Is that the same guy as in the previous movie?

I was fascinated by this movie at the start — but I’m getting pretty annoyed by all these scenes of people sitting like this and discussing er philosophy and stuff. It worked better when they were walking around outside in the pretty countryside.

And now we’re going even further into faux reportage land — we’re following this journalist who talks to the villagers about the proposed library and life in the countryside in general… It’s… just not that interesting?

OK, this guy was interesting — talking about how farming had changed and how cows that are allowed to run free in the fields are more healthy.

I’m guessing these are real interviews, sort of?
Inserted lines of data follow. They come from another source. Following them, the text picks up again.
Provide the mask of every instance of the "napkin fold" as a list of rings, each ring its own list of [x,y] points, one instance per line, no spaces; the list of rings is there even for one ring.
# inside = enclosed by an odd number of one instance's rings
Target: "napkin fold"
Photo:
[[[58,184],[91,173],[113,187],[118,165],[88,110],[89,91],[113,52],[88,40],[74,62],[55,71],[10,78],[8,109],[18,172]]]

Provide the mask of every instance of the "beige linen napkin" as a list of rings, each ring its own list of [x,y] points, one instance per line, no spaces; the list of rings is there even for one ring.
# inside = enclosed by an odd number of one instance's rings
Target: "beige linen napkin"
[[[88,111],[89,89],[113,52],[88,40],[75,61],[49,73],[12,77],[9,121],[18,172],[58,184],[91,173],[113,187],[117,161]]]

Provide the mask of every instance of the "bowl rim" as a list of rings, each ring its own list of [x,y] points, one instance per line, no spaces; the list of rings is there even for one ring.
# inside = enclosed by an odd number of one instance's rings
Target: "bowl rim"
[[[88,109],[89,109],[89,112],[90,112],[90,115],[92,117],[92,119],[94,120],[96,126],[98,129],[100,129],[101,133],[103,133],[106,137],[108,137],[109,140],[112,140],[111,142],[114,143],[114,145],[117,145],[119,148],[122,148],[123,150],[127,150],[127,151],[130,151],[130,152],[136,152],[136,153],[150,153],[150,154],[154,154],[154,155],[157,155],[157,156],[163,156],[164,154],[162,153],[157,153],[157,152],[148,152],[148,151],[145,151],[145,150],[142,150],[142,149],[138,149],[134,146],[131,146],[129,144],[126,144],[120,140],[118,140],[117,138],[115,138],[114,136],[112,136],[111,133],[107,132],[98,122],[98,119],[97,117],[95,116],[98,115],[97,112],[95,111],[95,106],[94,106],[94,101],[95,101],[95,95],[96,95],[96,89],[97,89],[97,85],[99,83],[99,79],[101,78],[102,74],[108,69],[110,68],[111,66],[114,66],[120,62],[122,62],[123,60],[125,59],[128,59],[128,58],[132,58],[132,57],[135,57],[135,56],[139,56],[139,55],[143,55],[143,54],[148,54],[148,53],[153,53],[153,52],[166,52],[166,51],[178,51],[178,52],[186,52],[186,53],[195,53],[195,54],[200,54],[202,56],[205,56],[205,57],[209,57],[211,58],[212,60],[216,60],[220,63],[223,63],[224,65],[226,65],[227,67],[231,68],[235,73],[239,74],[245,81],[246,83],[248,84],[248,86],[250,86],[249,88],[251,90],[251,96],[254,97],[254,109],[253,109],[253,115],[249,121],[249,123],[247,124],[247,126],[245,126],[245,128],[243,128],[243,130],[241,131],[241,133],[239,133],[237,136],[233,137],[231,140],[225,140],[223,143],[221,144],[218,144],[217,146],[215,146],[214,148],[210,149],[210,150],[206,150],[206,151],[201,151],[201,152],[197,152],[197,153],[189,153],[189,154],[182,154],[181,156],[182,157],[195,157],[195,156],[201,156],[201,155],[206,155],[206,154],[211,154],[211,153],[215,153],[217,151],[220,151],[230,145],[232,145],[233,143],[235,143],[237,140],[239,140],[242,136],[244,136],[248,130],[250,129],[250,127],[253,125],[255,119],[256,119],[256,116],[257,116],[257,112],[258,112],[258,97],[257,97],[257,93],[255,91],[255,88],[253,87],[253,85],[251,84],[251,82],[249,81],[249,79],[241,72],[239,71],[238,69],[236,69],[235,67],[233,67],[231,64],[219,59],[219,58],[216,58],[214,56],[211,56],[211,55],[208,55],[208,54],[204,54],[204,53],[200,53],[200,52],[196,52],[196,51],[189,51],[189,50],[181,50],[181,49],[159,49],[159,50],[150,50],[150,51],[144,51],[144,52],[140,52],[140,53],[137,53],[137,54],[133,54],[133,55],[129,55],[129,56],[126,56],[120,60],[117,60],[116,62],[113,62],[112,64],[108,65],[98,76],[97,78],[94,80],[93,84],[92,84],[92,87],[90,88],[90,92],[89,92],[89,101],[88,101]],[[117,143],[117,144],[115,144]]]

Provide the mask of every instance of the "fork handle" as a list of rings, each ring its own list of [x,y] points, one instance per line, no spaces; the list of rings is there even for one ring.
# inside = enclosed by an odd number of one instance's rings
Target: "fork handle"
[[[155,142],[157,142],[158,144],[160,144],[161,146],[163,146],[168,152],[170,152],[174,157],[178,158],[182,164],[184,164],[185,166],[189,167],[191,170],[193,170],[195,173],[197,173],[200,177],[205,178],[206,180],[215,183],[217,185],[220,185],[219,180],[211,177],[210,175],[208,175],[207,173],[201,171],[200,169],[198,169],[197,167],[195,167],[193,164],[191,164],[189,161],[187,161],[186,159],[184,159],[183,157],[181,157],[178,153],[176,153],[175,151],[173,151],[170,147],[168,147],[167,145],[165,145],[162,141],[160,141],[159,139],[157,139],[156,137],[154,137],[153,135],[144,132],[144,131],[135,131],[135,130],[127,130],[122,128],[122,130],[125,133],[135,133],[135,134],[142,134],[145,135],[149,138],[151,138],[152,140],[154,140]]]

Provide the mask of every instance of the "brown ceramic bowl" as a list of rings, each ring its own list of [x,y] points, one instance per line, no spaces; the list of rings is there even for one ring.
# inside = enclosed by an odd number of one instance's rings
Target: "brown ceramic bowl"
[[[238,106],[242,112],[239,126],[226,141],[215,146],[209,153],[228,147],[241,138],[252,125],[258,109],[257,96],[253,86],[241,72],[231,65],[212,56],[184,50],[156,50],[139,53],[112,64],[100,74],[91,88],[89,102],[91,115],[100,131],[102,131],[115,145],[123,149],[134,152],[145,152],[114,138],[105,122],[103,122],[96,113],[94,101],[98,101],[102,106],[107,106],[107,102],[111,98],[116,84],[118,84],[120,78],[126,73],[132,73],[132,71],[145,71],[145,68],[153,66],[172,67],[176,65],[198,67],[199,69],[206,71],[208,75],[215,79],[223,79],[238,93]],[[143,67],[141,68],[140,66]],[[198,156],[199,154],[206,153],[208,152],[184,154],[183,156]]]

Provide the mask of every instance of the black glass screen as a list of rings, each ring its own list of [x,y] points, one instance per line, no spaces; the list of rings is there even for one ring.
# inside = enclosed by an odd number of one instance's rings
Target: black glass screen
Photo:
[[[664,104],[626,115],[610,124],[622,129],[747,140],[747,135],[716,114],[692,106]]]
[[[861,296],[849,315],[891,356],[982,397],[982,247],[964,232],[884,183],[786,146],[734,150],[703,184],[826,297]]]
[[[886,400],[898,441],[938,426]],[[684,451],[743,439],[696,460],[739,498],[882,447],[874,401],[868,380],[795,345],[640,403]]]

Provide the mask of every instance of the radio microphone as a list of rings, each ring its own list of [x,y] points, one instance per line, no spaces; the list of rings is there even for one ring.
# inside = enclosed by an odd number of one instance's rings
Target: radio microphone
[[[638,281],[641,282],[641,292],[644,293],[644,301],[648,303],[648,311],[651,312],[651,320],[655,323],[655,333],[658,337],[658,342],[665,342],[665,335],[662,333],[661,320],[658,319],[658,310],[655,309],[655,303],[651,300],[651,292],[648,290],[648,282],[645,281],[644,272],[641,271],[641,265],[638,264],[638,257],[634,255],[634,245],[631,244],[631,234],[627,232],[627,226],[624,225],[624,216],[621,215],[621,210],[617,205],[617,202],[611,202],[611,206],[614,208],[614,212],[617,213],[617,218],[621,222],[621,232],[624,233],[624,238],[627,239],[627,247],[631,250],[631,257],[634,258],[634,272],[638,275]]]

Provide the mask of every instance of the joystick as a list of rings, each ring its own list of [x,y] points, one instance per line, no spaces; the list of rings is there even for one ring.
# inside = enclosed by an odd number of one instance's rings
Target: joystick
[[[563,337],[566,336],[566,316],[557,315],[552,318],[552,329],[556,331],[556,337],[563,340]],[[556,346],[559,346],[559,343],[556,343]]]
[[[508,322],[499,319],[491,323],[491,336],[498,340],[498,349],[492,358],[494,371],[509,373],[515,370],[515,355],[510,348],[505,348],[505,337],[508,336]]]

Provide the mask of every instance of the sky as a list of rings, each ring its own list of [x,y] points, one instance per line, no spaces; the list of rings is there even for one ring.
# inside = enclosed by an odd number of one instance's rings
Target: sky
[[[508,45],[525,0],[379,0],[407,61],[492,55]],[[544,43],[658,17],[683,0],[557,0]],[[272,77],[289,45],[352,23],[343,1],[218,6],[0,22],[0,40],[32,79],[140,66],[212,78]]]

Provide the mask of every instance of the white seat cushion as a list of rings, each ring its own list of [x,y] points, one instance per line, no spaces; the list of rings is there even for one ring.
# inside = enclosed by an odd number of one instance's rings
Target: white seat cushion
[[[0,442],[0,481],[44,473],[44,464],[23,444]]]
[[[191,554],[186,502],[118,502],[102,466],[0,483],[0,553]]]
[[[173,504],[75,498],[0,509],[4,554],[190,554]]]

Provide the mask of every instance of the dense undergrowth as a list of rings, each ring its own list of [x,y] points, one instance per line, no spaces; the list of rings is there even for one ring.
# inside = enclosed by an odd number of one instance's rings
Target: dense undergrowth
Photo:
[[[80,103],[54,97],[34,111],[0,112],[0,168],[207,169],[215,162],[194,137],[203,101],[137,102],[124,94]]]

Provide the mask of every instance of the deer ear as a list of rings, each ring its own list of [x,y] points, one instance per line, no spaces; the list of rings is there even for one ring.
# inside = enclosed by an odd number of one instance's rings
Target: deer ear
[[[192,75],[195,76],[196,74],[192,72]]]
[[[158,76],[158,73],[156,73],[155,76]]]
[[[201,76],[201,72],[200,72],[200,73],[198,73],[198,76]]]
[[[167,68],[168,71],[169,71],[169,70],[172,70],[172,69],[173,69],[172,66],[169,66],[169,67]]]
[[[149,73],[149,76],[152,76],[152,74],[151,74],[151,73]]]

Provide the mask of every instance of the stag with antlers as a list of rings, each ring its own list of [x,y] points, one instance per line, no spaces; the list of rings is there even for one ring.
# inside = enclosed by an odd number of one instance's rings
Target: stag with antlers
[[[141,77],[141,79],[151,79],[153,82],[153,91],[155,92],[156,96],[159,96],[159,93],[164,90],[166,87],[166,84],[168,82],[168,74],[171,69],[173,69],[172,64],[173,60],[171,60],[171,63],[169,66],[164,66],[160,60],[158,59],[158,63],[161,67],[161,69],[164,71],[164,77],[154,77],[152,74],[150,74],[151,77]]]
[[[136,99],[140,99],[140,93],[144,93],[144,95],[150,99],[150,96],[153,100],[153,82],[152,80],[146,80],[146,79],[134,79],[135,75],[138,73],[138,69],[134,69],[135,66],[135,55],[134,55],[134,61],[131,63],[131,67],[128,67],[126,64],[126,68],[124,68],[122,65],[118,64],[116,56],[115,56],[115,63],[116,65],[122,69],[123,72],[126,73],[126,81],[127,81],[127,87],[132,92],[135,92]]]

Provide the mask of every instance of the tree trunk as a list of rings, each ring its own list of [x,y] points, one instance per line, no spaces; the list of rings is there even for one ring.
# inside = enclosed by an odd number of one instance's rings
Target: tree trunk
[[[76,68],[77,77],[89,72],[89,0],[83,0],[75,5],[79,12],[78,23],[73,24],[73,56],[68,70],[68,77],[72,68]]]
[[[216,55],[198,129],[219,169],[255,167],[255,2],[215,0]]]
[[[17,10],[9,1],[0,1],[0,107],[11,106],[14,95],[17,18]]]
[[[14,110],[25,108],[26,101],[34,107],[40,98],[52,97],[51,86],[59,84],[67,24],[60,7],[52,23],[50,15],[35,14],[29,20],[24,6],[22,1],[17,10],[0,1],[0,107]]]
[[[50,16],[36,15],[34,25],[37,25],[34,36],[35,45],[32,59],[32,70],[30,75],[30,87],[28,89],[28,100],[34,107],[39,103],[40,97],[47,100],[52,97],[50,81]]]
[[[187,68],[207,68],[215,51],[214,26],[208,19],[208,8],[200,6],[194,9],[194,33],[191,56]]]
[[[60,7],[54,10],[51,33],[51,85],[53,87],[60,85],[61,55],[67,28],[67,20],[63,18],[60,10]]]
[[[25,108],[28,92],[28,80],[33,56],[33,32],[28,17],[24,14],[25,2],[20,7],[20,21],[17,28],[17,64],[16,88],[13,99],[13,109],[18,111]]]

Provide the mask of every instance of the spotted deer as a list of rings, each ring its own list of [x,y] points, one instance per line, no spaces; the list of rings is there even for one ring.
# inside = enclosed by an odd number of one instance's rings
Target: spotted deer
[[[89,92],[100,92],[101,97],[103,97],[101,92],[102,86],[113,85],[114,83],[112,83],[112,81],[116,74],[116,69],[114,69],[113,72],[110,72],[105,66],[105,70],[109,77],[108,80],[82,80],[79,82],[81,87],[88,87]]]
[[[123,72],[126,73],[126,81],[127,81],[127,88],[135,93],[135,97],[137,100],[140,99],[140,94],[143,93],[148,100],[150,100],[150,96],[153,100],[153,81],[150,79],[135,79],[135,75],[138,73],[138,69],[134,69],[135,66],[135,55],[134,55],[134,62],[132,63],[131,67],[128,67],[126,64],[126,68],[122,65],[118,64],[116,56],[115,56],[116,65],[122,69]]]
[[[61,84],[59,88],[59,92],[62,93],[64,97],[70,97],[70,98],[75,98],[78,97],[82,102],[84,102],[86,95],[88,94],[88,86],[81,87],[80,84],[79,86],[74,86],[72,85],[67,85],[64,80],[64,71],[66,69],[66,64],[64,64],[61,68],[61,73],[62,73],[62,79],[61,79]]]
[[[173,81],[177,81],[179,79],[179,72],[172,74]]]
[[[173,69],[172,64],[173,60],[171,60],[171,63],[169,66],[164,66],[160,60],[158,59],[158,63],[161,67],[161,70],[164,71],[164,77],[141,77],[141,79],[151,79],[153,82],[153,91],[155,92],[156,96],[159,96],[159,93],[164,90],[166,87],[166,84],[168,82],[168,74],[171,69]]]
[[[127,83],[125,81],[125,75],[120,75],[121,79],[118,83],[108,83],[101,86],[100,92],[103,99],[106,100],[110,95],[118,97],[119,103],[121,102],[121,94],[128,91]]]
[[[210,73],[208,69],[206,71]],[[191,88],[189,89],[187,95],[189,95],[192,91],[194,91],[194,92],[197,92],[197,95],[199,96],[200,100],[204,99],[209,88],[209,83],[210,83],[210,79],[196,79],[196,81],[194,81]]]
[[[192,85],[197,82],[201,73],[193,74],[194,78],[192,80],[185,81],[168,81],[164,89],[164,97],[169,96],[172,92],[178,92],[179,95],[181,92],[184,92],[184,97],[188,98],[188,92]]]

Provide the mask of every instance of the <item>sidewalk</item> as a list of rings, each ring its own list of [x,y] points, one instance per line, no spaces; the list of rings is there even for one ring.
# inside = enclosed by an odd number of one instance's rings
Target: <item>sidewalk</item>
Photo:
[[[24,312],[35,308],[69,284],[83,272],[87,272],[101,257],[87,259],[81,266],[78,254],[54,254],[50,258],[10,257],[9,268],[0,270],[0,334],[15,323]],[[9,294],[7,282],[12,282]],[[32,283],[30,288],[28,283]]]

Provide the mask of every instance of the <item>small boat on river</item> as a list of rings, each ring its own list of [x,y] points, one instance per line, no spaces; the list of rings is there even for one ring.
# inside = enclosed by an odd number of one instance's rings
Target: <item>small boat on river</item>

I mean, she’s an actor playing a journalist, but I’m guessing that the people she’s interviewing are real people talking unscripted. (Well, most of them.)

OK, this guy is definitely an actor.

Her balloon!? I mean, I don’t know French, but ballon means ball, doesn’t it?

Yes, indeed! Man, I’ve been doing Duolingo for three months and I’m already more fluent than whoever did this translation! *gasp*

This scene is pure genius. And so funny.

I use similar glasses for drinking wine — those are Duralex Picardie, but I use the Duralex Provence ones.

This is the final movie in the Rohmer box set (which was sponsored by Agnès B).

It’s a very pretty box set, and the transfers of the movies are very well done. Or perhaps I should say “main features” — there’s so many extras on each disk — several hours of shorts, documentaries and things Rohmer did for TV, I think.

I say “I think” because I haven’t seen any of it, because… THEY ONLY PUT ENGLISH SUBTITLES ON THE MAIN oops caps lock features. Which just seems kinda perverse. I mean, it’s nice that they did do that, but it means that there’s a lot of stuff here that won’t be accessible to non-French speakers.

But! Like I said, I’m apprendring French, so perhaps I can revisit the box set in a couple of years and watch the extras…

Anyway! This movie… it’s a bit frustrating? There are scenes here that I think are absolutely wonderful, funny and amazing, and there were parts of this movie I almost gnawed my foot off out of sheer boredom. So:

L’arbre, le maire et la médiathèque. Éric Rohmer. 1993.